We have previously reported that exposure of human peripheral blood macrophages to X4- and R5-inactivated HIV-1 strains or recombinant gp120 induces clear-cut up-regulation of CC chemokine secretion (5, 6) without significantly modifying chemokine production by MD-DCs (7). Moreover, we have shown that differential chemokine production in response to bacterial, viral, and T-cell-derived stimuli can functionally distinguish M-DCs and P-DCs (21). We therefore analyzed CC chemokine secretion in blood DC subsets upon HIV-1 exposure. As shown in Table 1, P-DCs responded to both X4- and R5-inactivated HIV-1 strains and gp120, as well as to CD40L stimulation, by secreting significant levels of CC chemokine ligand 2 (CCL2), CCL3, and CCL4. In contrast, M-DCs did not show any detectable change in the level of secreted chemokines upon gp120 stimulation, whereas a clear-cut increase in the secretion of CCL3 and CCL4, but not of CCL2, was observed following CD40 ligation (Table 1).


View this table:
[in this window]
[in a new window]
  		TABLE 1. Effect of recombinant gp120 and AT-2-inactivated HIV-1 X4 and R5 strains on the production of CC chemokines in P-DCs and M-DCsa

In keeping with the important role of P-DCs as the first line of defense against infectious pathogens, we report for the first time that their exposure to inactivated HIV-1 or gp120 is per se sufficient to trigger IFN-{alpha} and CC chemokine production. Previous in vivo studies have shown that IFN-{alpha}, produced by thymic P-DCs as a direct consequence of HIV infection, has a functional role in the regulation of major histocompatibility complex class I expression (13) and the induction of the antiviral state in thymocytes (12), indicating that the production of IFN-{alpha} and chemokines by blood P-DCs exposed to HIV could be functionally relevant in vivo. We also report that AT-2-inactivated viruses represent a more potent stimulus for IFN-{alpha} production than gp120 alone, suggesting that gp41, although per se ineffective, may enhance the gp120 effect. Our results are consistent with previous studies demonstrating that productive HIV-1 infection is not required for triggering IFN-{alpha} production in P-DCs (8, 27). In contrast, neither inactivated virus nor recombinant gp120 and gp41 induced any IFN-{alpha} production in M-DCs or MD-DCs.

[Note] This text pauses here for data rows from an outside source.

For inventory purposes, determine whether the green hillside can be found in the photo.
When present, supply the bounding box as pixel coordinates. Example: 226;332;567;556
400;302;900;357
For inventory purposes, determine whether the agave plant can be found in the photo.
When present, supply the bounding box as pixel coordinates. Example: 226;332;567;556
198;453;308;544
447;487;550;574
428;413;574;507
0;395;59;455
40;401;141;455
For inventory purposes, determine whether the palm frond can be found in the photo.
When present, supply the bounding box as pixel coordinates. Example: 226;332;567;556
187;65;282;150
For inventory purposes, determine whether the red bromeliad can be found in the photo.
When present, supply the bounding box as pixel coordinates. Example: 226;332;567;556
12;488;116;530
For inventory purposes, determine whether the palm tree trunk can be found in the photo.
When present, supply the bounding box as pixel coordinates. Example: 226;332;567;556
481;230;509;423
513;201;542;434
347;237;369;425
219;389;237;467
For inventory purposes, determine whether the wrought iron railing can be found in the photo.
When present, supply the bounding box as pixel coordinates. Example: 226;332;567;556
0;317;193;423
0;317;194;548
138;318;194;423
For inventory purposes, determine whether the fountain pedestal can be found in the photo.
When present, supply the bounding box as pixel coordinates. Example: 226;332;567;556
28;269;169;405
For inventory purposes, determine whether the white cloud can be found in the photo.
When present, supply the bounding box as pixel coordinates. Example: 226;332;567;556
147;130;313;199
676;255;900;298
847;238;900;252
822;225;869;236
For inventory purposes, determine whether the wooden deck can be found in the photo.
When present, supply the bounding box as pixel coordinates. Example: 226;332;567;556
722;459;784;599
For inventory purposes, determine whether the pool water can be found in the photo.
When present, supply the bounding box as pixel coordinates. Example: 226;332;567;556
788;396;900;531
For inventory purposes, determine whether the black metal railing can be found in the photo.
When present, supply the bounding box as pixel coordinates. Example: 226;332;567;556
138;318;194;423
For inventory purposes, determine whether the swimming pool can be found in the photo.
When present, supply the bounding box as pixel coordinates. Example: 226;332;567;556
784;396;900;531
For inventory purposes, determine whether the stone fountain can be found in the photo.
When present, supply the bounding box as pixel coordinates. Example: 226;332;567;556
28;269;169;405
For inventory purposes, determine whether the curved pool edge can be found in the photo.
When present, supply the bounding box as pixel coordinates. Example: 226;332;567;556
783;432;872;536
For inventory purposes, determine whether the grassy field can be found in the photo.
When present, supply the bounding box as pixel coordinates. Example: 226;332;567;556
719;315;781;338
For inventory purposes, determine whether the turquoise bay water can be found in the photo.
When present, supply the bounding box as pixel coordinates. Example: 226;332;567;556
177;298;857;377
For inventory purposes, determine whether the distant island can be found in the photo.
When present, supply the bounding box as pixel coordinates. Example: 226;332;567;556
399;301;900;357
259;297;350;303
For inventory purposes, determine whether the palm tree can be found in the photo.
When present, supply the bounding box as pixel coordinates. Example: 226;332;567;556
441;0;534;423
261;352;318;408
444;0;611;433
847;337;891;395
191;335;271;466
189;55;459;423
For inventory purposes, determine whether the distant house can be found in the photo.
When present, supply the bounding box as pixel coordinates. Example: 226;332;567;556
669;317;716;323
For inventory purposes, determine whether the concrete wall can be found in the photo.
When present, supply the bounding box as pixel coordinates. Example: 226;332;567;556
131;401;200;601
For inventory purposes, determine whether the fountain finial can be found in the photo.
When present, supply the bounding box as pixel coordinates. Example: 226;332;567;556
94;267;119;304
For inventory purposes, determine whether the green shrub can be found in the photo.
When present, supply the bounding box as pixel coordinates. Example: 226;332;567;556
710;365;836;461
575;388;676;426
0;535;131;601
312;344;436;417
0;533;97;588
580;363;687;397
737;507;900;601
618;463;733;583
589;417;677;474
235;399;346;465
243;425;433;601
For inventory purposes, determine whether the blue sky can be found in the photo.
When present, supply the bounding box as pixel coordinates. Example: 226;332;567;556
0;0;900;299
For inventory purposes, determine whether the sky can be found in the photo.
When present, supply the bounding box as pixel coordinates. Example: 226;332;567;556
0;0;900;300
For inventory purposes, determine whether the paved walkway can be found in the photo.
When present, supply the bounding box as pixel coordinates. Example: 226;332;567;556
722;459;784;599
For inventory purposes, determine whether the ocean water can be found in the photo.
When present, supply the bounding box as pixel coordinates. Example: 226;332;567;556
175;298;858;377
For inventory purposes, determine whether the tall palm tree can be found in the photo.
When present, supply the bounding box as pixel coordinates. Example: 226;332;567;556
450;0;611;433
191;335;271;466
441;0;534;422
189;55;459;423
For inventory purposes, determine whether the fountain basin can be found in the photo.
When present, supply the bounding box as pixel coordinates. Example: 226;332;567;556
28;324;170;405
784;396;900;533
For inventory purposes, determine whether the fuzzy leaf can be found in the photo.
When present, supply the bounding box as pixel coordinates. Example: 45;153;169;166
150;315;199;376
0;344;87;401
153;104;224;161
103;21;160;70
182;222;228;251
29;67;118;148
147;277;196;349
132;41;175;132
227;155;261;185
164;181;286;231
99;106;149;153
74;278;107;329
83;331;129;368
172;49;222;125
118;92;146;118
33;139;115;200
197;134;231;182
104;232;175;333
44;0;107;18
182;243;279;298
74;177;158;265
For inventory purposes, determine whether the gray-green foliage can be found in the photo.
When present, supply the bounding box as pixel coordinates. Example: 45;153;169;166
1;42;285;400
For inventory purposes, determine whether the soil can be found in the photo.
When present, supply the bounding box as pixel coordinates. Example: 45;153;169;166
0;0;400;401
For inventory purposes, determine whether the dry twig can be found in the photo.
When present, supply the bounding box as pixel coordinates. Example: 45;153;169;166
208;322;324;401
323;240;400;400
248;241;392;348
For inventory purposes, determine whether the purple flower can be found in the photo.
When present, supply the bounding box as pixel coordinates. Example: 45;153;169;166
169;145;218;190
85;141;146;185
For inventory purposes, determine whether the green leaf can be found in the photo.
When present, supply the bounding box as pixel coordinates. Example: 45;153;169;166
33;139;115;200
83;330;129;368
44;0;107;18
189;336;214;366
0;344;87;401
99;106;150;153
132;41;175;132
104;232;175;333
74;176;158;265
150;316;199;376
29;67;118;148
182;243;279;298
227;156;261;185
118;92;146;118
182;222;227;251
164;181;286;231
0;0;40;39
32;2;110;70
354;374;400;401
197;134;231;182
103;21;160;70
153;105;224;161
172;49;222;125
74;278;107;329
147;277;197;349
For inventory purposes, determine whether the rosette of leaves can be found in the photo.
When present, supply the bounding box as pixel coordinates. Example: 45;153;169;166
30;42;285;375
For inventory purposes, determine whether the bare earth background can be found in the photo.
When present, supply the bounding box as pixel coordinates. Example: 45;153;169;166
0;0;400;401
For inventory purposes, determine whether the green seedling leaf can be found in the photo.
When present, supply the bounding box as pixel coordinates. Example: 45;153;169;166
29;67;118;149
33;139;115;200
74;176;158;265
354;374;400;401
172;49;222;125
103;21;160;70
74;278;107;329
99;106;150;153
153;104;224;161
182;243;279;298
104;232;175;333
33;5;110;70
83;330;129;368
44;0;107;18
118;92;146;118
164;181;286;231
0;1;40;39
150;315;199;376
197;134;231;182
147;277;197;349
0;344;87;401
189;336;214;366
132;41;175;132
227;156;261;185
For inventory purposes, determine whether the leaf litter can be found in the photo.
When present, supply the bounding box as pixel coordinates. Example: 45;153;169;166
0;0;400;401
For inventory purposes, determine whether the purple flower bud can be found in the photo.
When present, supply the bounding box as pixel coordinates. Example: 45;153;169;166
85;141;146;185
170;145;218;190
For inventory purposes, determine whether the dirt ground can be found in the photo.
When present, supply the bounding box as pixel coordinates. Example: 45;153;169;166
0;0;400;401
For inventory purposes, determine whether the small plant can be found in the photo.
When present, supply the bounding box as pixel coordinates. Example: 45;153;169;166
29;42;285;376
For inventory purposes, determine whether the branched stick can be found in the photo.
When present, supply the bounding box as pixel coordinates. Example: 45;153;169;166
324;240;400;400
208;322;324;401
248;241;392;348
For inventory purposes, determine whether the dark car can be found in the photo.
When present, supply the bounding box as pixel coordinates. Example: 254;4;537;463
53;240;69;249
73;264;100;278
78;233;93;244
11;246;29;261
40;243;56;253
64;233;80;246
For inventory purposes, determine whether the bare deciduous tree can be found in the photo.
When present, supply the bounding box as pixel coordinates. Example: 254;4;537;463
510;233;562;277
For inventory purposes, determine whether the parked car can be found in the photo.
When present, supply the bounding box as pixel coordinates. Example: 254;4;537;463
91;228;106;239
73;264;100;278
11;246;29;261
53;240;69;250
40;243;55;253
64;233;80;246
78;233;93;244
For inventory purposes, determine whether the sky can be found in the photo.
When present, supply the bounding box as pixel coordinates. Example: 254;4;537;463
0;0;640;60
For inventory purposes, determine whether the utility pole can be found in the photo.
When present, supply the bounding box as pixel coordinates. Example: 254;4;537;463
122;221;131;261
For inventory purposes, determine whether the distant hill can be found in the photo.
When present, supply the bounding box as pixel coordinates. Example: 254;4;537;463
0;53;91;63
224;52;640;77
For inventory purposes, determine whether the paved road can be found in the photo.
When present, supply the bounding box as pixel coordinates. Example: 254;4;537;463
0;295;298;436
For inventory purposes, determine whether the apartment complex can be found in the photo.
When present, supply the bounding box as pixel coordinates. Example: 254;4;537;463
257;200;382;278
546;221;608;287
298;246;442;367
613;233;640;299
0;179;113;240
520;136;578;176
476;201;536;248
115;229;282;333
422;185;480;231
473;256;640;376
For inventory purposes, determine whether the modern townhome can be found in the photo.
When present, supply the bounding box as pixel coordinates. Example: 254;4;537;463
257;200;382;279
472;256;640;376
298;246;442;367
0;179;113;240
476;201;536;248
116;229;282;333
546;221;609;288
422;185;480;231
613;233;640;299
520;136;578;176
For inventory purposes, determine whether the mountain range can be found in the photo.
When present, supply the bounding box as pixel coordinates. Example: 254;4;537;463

It is widely recognized that the expression of IFN-{alpha} genes is a transient response (regulated at the transcriptional level) of most cell types to viruses or other IFN inducers (15). The nature of the IFN produced depends on both the cell type and the inducing agent. In this regard, it is noteworthy that circulating M-DCs are apparently refractory to the production of any IFN-{alpha}/ß in response to any stimulus tested. Conversely, MD-DCs fail to produce IFN-{alpha} upon exposure to HIV-1 as well as to a variety of stimuli, including LPS, poly(I-C), influenza virus, SAC, and CD40L, but are fully competent to secrete biologically active IFN-ß. In response to LPS and poly(I-C), the IFN-{alpha}/ß secreted by MD-DCs has been characterized to be predominantly IFN-ß (3, 10). Although MD-DCs are used largely as a model of the myeloid lineage and have been instrumental in defining many of the biologic paradigms of DC function, it is worth pointing out that MD-DCs and blood M-DCs exhibit qualitatively different responses in terms of IFN-{alpha}/ß production.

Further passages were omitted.